Gameloft also helped with rayman (porting it to mobile genres i beleive) made the asphault games (again mobile) and just have a good history with top selling mobile games.


----------



## Hadrian (Jul 26, 2012)

DJPlace said:


> gameloft is a good gaming company... hell they remade the old earthworm jim 1 for ps3 and xbox360. i would love to see a side scroller MLP just for fun. now if only we can get boogerman remade LOL...


They used to be but in the last few years they've gone to doing more shovelware rip offs. They primary live on licensed games, mobile versions of Ubiosft titles and ripping off games that are big on the consoles/PC. They have nothing really to offer the world of gaming.

I'm not into the MLP love or hate, it's just stuff that pops up here and there I can't say it makes a shit of difference to me who likes it or not.


----------



## ThatGuy25 (Jul 26, 2012)

A MLP game? I know I love the show, but something tells me making a game of it isn't a good idea.


----------



## Bladexdsl (Jul 26, 2012)

how the fuck is there 4 pages for THIS?


----------



## ThatGuy25 (Jul 26, 2012)

Bladexdsl said:


> how the fuck is there 4 pages for THIS?



I take it you expected more?


----------



## Catastrophic (Jul 26, 2012)

Man. Just a mention of ponies and up goes the shitstorm.


----------



## ThatGuy25 (Jul 26, 2012)

Back on topic; What sort of game do you think it'll be like if they go through with the idea? I think it might be side-scroller.


----------



## emigre (Jul 26, 2012)

Fucking hell, the first three pages are a massacre of posts.

Regarding Gameloft, I agree with Hadrian. They really offer nothing of substantive to the industry. Who fancies playing some Modern Combat or whatever its called?


----------



## RupeeClock (Jul 26, 2012)

The only thing I really like about this article is this choice of words, "Girls *and fans of all ages.*"


----------



## ZAFDeltaForce (Jul 26, 2012)

Yep, definitely a buy.


----------



## lostdwarf (Jul 26, 2012)

Yey My Little Pony!  ftw!
Too many fps games these days.  
This is what the games industry needs to survive.

Fingers crossed we get rainbow brite next.
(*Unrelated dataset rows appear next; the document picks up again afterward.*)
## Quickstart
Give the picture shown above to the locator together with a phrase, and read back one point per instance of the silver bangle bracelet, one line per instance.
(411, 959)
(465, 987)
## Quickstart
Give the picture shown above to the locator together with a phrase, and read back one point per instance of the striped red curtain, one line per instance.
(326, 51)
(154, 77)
http://upload.wikimedia.org/wikipedia/en/9/9b/Rainbow_Brite.jpg


----------



## frogboy (Jul 26, 2012)

My only comment is that this could either be decent, or mind-numbingly awful.

logic ftw


----------



## The Milkman (Jul 26, 2012)

I came for the ponies
I left when I saw Gameloft


----------



## ThatGuy25 (Jul 26, 2012)

I never heard of Gameloft. Are they really that bad?


----------



## MelodieOctavia (Jul 26, 2012)

ThatGuy25 said:


> I never heard of Gameloft. Are they really that bad?



It seems the only kind of games they produce is shitty licensed games, or ripoffs of popular games. Sometimes combining both into one giant shitball of a game.


----------



## pyromaniac123 (Jul 26, 2012)

Gaemloft have made some good games. Such as.....





Nope can't think of a single one.


----------



## ThatGuy25 (Jul 26, 2012)

TwinRetro said:


> ThatGuy25 said:
> 
> 
> > I never heard of Gameloft. Are they really that bad?
> ...



Oh my... That IS bad.


----------



## frogboy (Jul 26, 2012)

pyromaniac123 said:


> Gaemloft have made some good games. Such as.....Nope can't think of a single one.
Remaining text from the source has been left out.